Japanese ‘Hidden Figure’ Provided Backbone for Sunspot Record

“I simply can't stop observing when thinking that one can never know when the nature will show us something unusual,” Hisako Koyama wrote in 1981.

That dedication to observation earned the amatuer astronomer recognition from the professional community, most recently in an article published in the journal Space Weather by Delores Knipp of the University of Colorado Boulder.

In the article, Knipp outlines Koyama’s career, during which she sketched nearly 40 years of sunspots, including the largest sunspot of the 20th century in 1947. Sunspots -- dark spots on the surface of the sun caused by powerful magnetic fields -- are important to scientists because the radiation and gusts of energy they produce can impact humans and satellites traveling in space. Koyama’s record is especially important because its consistency and thoroughness helped provide a backbone for a recent effort by scientists to recalibrate a 400-year record of sunspot activity, going back to Galileo.  

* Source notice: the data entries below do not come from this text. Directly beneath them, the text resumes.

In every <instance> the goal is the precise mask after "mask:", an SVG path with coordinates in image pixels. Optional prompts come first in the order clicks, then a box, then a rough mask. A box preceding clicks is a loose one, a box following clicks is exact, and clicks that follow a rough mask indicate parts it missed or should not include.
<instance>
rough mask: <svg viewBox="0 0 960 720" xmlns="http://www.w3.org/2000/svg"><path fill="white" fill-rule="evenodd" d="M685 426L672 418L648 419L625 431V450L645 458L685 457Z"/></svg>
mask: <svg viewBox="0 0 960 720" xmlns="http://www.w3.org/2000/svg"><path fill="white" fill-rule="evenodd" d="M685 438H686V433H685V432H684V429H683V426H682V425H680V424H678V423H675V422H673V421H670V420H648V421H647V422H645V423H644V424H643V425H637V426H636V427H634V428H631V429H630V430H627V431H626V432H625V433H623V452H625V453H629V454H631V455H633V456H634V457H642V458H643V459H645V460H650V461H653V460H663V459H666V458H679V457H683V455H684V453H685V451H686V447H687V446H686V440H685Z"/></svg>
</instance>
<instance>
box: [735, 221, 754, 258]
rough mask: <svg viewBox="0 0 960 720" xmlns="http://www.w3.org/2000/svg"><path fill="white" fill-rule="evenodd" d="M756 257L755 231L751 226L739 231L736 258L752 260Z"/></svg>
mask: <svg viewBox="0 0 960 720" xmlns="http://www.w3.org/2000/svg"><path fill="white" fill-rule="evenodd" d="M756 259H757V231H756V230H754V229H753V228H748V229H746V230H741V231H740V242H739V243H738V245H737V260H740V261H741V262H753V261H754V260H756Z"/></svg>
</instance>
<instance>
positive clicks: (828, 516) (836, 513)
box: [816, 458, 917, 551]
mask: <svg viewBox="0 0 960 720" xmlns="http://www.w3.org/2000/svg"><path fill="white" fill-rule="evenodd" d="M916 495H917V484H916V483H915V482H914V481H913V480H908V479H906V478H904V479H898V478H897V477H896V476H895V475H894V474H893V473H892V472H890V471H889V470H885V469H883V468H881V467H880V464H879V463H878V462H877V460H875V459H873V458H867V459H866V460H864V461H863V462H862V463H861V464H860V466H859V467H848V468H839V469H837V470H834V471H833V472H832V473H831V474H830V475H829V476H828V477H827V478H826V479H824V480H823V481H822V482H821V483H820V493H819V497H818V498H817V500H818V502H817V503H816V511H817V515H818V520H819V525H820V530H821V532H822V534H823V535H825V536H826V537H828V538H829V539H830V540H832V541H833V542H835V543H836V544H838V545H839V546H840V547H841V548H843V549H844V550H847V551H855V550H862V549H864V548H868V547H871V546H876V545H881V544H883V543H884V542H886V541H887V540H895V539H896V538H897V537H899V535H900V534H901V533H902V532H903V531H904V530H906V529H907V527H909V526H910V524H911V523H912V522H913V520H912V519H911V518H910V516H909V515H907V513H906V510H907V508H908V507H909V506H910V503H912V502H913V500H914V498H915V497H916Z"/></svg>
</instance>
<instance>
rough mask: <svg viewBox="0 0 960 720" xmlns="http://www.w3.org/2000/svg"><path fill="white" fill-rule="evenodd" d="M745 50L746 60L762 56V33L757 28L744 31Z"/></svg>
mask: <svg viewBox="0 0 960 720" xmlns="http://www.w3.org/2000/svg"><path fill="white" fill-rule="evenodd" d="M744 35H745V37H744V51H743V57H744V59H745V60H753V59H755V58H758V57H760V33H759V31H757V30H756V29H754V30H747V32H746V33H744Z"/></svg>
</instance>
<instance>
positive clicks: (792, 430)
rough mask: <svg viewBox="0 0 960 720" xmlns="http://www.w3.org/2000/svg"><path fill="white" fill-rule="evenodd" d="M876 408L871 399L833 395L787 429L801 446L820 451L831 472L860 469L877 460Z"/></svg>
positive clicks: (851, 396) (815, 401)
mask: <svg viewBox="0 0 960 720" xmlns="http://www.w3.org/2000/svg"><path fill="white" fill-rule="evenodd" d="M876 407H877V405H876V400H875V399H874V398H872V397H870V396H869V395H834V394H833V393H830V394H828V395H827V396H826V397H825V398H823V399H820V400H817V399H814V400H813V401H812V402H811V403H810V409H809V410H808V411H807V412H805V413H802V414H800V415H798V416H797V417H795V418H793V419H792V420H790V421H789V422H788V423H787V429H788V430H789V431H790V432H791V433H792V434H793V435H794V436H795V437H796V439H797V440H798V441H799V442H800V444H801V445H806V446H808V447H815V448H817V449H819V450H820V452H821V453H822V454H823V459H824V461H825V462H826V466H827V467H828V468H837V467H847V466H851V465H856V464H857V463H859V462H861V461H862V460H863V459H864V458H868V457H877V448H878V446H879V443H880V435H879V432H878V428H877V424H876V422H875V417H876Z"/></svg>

Koyama served as a staff member at the National Museum of Nature and Science and published her findings at the urging of fellow scientists, all at a time when a high-school education was the best a girl in Japan could expect, Knipp said.

“How many young ‘Ms. Koyamas’ might there be in today's world, just on the verge of scientific contribution and discovery, if only for a nudge of encouragement in the right direction?” Knipp writes. “We hope this manuscript describing Ms. Koyama's work serves as encouragement and inspiration for future scientists.”